Wednesday, April 25, 2007

The Brothers Grimm, 2005

A beautiful movie, with beautiful sceneries, costume, music in the background, etc. The movie however, is a mix between horror, thriller, dark comedy, fantasy, fairy tales, historical, etc. The main characters of the movie: two brothers, who were also con artists, traveled around Europe, faked their witchcraft to earn a living. When they traveled to a French occupied German area, they got captured by a jealous and a bit extremed French general, for this general believed they had been the culprit of 11 other unsolved kidnaps, all of them children, of a certain village closed by.

Facing excution, the brothers had no choice but to face the unknown & very real evil, just to find out where all those children had disappeared to.

In the dark and eery forest, as well as right at that village, they witnessed first hand all the strange and scary things which were still happening around them.

From a trapper of the village, (a young and pretty lady named Angelica), they learned that the village had a bad plague long time ago, which caused the queen to build a high tower for herself with the hope to avoid the same death as her king and her other subjects at the time.

The movie was full of hilarious scenes, sandwiched with shocking and intentionally horrified the viewers: licking the ugly toad, tiny insects burst out and seemed to attack people/animals around, black crows everywhere in the gloomy forest with trees which creeping along like snakes, poor peasant stripping the fur & gutting/dangling a small animal (to show how gloomy life was at the time?), etc.

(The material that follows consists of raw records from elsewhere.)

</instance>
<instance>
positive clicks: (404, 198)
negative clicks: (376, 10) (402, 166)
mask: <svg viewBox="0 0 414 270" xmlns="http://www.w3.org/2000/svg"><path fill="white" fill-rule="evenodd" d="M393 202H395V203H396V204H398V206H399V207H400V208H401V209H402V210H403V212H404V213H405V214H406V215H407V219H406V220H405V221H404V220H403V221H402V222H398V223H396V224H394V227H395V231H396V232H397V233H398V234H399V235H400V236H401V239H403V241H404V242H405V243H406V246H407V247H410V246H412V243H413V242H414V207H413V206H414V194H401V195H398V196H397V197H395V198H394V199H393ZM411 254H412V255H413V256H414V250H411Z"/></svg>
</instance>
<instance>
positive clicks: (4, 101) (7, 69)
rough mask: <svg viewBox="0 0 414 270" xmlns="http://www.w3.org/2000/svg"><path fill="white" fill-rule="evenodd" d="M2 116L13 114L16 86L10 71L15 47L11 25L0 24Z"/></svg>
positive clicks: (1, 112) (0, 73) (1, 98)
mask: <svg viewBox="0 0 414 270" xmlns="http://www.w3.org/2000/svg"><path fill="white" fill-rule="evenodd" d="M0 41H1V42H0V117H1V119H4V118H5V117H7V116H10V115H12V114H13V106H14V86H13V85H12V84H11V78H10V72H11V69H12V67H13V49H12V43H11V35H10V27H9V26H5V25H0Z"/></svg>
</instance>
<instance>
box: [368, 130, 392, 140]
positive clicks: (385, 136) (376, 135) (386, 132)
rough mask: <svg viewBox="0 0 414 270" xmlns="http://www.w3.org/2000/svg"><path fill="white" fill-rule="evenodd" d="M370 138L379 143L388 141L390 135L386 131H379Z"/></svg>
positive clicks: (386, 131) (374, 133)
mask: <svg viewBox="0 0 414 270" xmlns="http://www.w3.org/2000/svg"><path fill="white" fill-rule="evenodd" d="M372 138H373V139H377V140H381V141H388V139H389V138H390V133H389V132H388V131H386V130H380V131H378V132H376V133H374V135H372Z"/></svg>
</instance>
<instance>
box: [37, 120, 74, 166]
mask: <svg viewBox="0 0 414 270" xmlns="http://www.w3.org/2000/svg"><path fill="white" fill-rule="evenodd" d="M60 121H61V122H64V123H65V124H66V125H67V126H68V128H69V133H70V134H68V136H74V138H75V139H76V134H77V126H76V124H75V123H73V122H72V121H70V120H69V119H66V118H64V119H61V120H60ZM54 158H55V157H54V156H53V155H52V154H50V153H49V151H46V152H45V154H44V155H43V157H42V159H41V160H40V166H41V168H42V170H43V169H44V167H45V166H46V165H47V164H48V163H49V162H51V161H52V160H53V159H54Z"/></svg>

Entwined with those, was traces of fairy tales: the wicked queen and the magical mirror (Snow White), the high tower with the beautiful queen there by herself (Rapunzel), little girl in red cape happily picking flowers and running wild in the forest before they got disappeared (Red Riding Hood), etc...


After all the thrilling and heart stopping moments, fortunately the movie ended happily, with all the wicked and evil gone for goods (hopefully), and all the dead/disappeared, suddenly woke up, or magically re-appear. Make viewers couldn't help smiling for the simplicity behind it.


One wondered, "what did the French think when they saw this movie? Didn't they think that the movie was a poke at them somehow, when compared their rule at the time to a sort of evil magic, with the dead queen constantly tried to suck up youthful energy from little girls in order to preserve her beauty to eternity?"

But then, the French Power at the 18th, 19th century was Napoleon, (who was defeated later) so who cared if that power was laughed at, right?